The arguments used by both the writers in last month’s Freedom amount to just this—‘Irishmen,’ they say in effect, ‘will not be willing to struggle simply and solely for the liberty of their country, for the love of Ireland, and for the honour of Ireland. They would not consider the ‘game worth the candle.’ You must offer them some immediate personal advantage before you can hope to tempt them to risk anything. If you can hold out as an inducement that their stomachs or their pockets will be fuller when Ireland is free, then they will be willing to fight for Irish freedom, but if not they will cling to the status quo on the theory that the devil you know is better than the devil you don’t.’ This is a perfectly just and fair, though perhaps not particularly eloquent, statement of these writers’ argument. Nay, to go further, it is a perfectly true statement of the attitude of a great number of Irishmen at the present moment. But the weakness of the position lies in the advocacy of the theory that sops should be thrown to these people in order to gain their adhesion to the National cause; for Ireland will never be freed by day-labourers. Not the obedience of servants, not the obedience of children, not the allegiance of employees, who would transfer that allegiance to a higher bidder, but the love of sons who would sacrifice all for her sake, is what is required from those who would fight for Ireland’s liberation. The spirit that frees nations is not the spirit of huxters, but the spirit of that Christian of old, who said: ‘In the cause of heaven I would myself gladly suffer eternal damnation.’

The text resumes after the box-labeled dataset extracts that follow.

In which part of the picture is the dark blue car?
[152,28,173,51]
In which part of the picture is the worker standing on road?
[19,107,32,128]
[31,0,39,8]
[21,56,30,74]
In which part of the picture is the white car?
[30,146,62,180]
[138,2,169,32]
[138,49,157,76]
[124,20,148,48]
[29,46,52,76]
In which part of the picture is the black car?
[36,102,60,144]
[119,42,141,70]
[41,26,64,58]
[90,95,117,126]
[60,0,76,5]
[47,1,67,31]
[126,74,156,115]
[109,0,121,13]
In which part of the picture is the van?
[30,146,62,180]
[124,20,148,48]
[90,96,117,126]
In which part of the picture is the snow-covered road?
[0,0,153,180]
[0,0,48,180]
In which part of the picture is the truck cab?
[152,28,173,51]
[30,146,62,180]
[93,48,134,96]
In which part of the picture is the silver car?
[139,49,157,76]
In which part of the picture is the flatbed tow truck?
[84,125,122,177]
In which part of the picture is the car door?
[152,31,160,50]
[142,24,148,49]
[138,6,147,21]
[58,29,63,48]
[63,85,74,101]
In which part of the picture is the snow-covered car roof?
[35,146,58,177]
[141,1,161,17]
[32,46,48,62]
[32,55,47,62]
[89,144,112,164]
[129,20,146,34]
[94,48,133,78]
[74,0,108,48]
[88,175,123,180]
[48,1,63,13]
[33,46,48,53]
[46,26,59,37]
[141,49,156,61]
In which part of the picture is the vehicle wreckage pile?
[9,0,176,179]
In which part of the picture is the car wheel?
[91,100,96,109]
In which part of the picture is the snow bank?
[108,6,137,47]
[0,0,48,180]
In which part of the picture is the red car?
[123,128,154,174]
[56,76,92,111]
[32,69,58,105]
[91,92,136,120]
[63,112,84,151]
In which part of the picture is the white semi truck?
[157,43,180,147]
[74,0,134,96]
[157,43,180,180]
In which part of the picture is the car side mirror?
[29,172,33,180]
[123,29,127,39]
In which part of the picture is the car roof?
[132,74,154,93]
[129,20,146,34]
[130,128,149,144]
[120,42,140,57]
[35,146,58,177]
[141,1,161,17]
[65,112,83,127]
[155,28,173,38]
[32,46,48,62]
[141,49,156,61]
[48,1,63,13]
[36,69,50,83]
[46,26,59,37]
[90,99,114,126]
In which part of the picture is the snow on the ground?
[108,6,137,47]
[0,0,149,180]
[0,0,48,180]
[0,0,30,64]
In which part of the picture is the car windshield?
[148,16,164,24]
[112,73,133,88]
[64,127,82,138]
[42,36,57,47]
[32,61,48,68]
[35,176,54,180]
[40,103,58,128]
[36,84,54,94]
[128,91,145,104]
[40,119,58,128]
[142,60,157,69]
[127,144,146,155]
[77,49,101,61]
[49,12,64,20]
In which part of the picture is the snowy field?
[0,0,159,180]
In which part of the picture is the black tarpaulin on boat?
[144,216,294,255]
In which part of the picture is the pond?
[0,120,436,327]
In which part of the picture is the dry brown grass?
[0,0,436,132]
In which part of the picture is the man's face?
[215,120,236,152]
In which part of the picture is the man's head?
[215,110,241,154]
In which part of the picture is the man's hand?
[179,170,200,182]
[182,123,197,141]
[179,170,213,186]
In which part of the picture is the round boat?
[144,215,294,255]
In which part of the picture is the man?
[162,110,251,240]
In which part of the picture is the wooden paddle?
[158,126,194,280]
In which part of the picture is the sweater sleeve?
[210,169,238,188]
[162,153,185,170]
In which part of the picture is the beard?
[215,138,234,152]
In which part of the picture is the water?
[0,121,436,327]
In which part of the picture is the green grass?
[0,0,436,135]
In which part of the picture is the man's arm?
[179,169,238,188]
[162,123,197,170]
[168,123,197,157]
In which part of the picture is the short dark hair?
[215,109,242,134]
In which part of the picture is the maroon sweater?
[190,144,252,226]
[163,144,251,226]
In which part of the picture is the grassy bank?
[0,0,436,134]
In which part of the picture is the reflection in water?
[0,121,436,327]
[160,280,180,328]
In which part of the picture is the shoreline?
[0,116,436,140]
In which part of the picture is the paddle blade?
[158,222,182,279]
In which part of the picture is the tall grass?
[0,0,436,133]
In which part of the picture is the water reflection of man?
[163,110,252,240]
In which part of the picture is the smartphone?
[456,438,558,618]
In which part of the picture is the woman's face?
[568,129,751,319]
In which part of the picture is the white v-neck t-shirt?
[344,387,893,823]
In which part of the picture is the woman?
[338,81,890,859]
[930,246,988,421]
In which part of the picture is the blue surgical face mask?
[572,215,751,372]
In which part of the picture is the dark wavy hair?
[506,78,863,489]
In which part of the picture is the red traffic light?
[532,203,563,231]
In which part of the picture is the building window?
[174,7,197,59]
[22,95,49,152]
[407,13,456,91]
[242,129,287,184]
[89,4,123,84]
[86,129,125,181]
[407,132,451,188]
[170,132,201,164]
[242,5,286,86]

These writers have been tempted by the numerical strength of the ‘hurlers on the ditch’ to advocate that such a bid should be made for their allegiance. But they forget that in such a cause mere numbers is by no means the most important item. The motive force of the men who would free Ireland must be an almost fanatical enthusiasm and belief in the holiness of their cause, and such enthusiasm and belief are not bred by deliberate calculations of the main chance and careful weighings of personal advantage.